Ein deutsches Jahrhundert
von Klaus Rainer Röhl

Wir sahen die Premiere des Films „Die Vermessung der Welt“. In einem der großen, wie eine Kathedrale gebauten Riesenkinos, nicht zu Unrecht „Cinedom“ genannt. Man hat die Vorführung der mit Spannung erwarteten Verfilmung des Bestsellers von Daniel Kehlmann vorsorglich in einen der kleineren Vorführräume verbannt. Die 3D-Fassung für die Kinder unserer Zeit, die selbst bei Märchenfilmen knallige Effekte gewöhnt sind und sich sonst durch Wegbleiben rächen, findet in einem größeren Saal statt.
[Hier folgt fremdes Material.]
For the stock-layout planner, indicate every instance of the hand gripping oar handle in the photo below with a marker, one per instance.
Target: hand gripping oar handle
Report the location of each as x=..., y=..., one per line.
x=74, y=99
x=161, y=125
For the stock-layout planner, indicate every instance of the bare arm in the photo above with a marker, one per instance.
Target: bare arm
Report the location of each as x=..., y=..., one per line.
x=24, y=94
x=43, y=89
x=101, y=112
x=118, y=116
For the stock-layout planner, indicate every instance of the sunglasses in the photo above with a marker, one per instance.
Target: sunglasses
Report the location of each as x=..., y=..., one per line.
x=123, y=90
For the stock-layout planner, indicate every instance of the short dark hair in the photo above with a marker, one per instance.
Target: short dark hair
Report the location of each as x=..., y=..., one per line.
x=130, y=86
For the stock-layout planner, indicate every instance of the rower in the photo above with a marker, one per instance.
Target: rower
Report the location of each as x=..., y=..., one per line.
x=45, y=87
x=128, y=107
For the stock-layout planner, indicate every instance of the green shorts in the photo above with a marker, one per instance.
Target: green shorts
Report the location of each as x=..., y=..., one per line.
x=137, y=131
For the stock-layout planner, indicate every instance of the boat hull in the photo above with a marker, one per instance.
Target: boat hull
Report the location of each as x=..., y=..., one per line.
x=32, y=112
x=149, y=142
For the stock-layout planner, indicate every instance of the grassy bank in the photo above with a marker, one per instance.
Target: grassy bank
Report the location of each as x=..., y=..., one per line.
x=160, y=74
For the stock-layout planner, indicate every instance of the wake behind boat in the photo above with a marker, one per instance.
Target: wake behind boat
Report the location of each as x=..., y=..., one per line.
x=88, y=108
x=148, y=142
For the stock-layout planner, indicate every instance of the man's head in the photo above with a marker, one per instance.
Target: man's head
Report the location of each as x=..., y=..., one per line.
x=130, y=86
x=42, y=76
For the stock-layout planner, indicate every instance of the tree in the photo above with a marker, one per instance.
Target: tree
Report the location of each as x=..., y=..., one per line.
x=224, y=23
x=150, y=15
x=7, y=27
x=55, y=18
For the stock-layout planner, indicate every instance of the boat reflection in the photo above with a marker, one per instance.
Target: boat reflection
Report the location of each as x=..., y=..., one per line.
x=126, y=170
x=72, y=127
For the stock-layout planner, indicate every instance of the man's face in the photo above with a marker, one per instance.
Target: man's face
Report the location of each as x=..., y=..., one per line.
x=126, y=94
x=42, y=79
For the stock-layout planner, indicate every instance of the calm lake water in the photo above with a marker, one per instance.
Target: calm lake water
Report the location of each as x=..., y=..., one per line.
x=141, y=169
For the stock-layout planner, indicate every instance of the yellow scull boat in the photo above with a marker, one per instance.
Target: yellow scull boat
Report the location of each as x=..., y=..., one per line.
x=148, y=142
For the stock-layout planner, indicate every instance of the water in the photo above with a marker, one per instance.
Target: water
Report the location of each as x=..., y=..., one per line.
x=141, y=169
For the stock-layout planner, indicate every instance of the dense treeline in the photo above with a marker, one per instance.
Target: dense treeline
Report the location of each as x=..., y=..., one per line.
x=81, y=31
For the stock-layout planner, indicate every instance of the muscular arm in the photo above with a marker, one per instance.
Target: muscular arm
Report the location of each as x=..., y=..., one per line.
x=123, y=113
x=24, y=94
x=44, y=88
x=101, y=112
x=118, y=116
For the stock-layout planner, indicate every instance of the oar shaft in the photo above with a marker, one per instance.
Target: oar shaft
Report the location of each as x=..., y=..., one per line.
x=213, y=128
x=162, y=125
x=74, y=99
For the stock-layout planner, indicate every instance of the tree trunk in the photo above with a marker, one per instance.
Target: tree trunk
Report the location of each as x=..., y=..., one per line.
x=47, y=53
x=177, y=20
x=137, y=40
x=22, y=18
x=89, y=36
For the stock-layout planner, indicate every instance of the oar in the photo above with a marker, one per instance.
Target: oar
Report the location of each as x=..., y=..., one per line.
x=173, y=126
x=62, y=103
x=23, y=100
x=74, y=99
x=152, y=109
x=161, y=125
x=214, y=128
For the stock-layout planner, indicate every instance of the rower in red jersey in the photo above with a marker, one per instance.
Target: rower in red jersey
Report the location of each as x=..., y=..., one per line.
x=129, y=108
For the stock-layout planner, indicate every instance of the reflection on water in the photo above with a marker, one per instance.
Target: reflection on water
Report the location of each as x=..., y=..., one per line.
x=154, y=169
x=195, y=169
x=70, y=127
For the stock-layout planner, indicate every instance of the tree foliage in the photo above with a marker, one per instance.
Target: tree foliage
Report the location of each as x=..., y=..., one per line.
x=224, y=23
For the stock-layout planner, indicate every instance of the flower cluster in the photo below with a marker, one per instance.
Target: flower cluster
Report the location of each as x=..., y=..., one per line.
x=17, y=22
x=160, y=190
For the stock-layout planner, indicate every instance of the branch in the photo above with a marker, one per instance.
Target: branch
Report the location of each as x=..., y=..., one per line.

Noch in das Gezischel des Kinopublikums und in das Knirschen der Popcorns klatschen überlautstark Schläge, die jemand mit offenbar harten Schlaginstrumenten austeilt, auf nackte Hintern ärmlich gekleideter Kinder: Wir befinden uns in einer deutschen Schule irgendwo in Braunschweig – aber es könnte überall zu Beginn des 19. Jahrhunderts sein. Doch wer die Prügel gleich zweimal bekommt, ist kein Geringerer als der junge Carl Friedrich Gauß, der eine endlose Additionsaufgabe in einer Minute löst, weil er erkannt hat, dass es eine Formel für die Lösung gibt.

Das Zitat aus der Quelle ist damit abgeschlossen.